Tuesday, April 11, 2023

005.

Life, especially in the last few years, has funny ways of working out. The last three years have been exceptionally difficult for me, first with COVID/the pandemic, then the acquittal of my pedophilic ex-partner, and then the death of my mother. It was really hard to navigate through all of that with a level head, and if it weren’t for all of the therapy and CBT classes and focusing heavily on reclaiming my own sovereignty, I don’t think I would have managed it.
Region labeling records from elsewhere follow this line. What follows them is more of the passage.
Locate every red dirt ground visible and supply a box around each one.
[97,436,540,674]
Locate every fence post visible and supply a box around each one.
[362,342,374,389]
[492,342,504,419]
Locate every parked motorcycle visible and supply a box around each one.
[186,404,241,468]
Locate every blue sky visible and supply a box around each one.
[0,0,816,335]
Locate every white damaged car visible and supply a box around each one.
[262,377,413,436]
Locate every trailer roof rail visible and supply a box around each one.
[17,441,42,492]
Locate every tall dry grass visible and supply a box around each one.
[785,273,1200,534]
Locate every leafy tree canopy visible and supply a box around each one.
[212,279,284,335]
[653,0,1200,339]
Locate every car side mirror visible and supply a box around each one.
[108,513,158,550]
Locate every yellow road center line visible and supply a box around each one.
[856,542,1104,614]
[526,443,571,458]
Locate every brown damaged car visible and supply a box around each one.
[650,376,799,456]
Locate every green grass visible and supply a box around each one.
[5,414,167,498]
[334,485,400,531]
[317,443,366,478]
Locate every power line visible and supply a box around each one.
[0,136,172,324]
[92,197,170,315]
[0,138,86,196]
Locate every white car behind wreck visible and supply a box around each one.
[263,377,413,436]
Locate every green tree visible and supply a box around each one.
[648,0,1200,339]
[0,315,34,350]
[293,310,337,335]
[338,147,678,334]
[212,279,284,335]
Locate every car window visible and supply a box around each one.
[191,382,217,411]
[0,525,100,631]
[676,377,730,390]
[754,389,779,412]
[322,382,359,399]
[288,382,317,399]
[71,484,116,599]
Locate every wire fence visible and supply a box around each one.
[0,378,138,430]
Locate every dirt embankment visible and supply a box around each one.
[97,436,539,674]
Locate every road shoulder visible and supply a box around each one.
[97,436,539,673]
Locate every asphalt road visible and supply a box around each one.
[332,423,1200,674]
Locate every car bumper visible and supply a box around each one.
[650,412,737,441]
But with the way things work out, 2023 so far has been wonderful. I am currently working through my financial issues, and hopefully the issues with the CRA will be solved by the end of this month. I am currently with a man who sees me, who gets me, and loves me unconditionally. And now… we have a baby on the way.


It's positive!

It was quite unexpected, and a very, very welcome surprise. I never thought I would have another baby. After my daughter, I was never in the position or with a partner that I wanted to make that leap with and my Charlie is… a phenomenal person, an absolute gift. He’s going to be an amazing father.

I am still waiting on a call from the hospital to go for my first ultrasound, for dating and viability. My boss estimated that I’m about 6 weeks, 4 days, if the dates are accurate. I’m a bit anxious to get my appointment… I know these things take time but I’m impatient. I never got to enjoy my first pregnancy, let alone experience the milestones that go along with it, so I’m really excited. Thankfully, I haven’t had any morning sickness. I’ve been quite fatigued, I have been having frequent headaches, and my body has been sore (especially the boobs - yikes). But no morning sickness! I can handle everything except that.

My doctor was too booked up, so one of the other doctors in the clinic was nice enough to speak with me. He’s referred me to the perinatal psychiatry unit at BC Women’s Hospital, just to monitor me with my medications, as well as he referred me to a maternity doctor. Not many doctors in my community do maternity care, so if I wasn’t able to get in with someone, I was making plans to self-refer to the midwives. I doubt I’ll hear back from any of these referrals until my ultrasound is done.

My family seemed to take the news well. Emilie was ecstatic. My dad… it was hard to tell, but with him, it always is. I think he was happy, though he was concerned that my Charlie was going to do what Emilie’s father did. My siblings kind of… just stared at first, but once it sunk in, they were both happy for me. Charlie’s mom was apparently over the moon. I wasn’t there when he told her, but he told me that she cried. Which… if I had been there, I likely would have started to cry too.

My only sadness about this entire situation is that this child will never know my mom, and my mom will never know them. It was heartbreaking when that realization hit me. My mom was such an amazing grandma. I know she would have been happy. I know for a fact that I wouldn’t have been able to cope without her help in the first years I had my Emilie, and I was beyond fortunate that she was there for help and guidance. I’m just going to have to make sure that this baby know their grandma through me, through photos and stories and our traditions. I really need to work on getting my scrapbooks together - maybe that can be part of my nesting.